The data is taken from Simba’s spreadsheet and adjusted for inflation. Note: it is hard to perfectly replicate a PP in his spreadsheet because the long bonds are not volatile enough. So, for cash I used a 2 year Treasury fund to help compensate for the lack of duration in the long bond fund. Also, the PP calls for 35%/15% rebalancing bands, but Simba’s spreadsheet assumes annual rebalancing.
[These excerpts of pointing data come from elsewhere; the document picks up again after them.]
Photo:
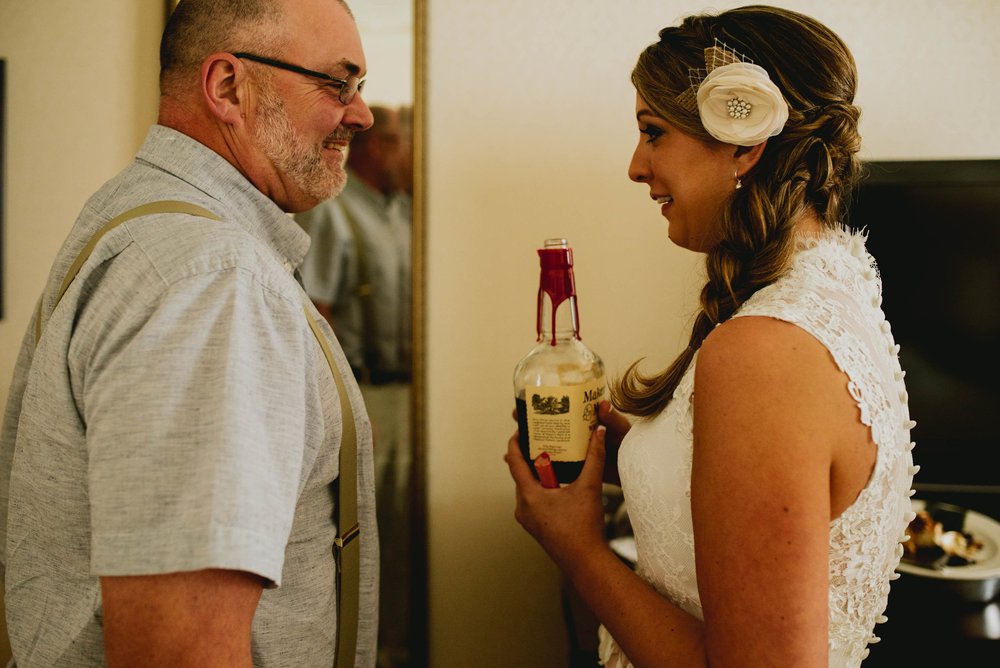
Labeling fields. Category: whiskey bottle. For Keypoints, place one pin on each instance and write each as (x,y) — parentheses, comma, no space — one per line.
(559,383)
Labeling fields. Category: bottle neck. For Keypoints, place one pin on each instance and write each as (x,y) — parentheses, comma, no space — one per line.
(557,322)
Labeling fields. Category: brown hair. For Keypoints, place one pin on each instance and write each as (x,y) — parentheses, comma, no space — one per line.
(810,166)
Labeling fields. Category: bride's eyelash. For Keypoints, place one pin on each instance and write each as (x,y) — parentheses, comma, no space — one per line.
(651,132)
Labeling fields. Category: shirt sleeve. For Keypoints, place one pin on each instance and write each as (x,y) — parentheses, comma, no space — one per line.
(195,430)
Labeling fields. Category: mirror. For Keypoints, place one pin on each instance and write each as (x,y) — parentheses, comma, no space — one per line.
(363,272)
All of these little details are unlikely to make a material difference, but I am a big fan of full disclosure.
The 60/40 achieved a 4.74% annualized real rate of return from 1972-2010 and the PP returned 4.93%. So, the overall CAGR is a basically a tie, this battle will have to be settled in how the portfolios manage risk.
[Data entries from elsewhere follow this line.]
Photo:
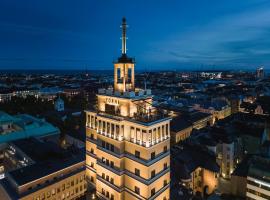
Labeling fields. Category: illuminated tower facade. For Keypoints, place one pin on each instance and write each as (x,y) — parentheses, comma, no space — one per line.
(128,140)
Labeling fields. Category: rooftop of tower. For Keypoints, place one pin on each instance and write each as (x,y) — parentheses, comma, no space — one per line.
(124,57)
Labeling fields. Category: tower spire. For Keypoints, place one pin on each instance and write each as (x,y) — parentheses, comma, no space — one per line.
(124,37)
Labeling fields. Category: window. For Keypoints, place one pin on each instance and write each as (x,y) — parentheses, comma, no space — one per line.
(153,173)
(53,191)
(137,190)
(112,164)
(48,194)
(165,149)
(137,172)
(112,148)
(137,154)
(153,155)
(165,166)
(165,183)
(153,191)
60/40 Highest 5 Year Real Rate of Return: 16.4%
60/40 Lowest 5 Year Real Rate of Return: -4.4%
PP Highest 5 Year Real rate of Return: 9.8%
PP Lowest 5 Year Real Rate of Return: 1%
60/40 Highest 10 Year Real Rate of Return: 11%
60/40 Lowest 10 Year Real Rate of Return: -1.4%
PP Highest 10 Year Real rate of Return: 6.3%
PP Lowest 10 Year Real Rate of Return: 3.4%
I think these charts tell a truly honest story for what it is like to be an investor in either portfolio. We can clearly see that the PP is not perfect, but it has significantly less variability in real returns.